Michelle Martin, a professor of preventive medicine at the University of Tennessee's Health Sciences Center, believes that support during treatment is exactly what black women need. In a large study published in the Journal of Oncology Practice, she discovered that using a patient navigator made blacks suffer from cancer – including many people suffering from a breast tumor – five times more likely to carry out a clinical trial .

After a series of grueling treatments – bilateral mastectomy, chemotherapy and breast reconstruction – Mahone overcame her cancer almost 11 years ago. From that moment, she held her vow to God.
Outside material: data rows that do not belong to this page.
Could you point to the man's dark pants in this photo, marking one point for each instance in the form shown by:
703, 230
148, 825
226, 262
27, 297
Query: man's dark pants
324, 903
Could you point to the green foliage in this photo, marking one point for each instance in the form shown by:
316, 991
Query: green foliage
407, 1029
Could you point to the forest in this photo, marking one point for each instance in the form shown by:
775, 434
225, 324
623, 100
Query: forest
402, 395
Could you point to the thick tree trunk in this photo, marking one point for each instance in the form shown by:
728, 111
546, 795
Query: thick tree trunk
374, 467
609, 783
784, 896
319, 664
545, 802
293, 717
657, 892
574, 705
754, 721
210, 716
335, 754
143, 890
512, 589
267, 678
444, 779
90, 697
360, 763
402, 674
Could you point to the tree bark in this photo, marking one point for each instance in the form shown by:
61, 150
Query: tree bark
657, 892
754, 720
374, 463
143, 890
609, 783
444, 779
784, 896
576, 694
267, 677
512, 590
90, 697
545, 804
Now a patient rights advocate, she guides other women throughout the treatment, reminding everyone of the advice she would have liked: You have the right to ask questions. Get a second opinion. Put yourself first.

At a support group, Mahone shared her journey against breast cancer. In the room was Beverly Jones, a grandmother from East Point, Georgia, who had survived breast cancer but now had another tumor. The two connected next. Mahone started calling Jones; sometimes just for recording, sometimes to offer a ride to the hospital.

Comforted by the constant presence of Mahone, Jones now feels more comfortable telling his story and spreading the word about testing and treatment with his friends. The most comforting is the fact that, if she can not help anyone, Mahone only has to phone.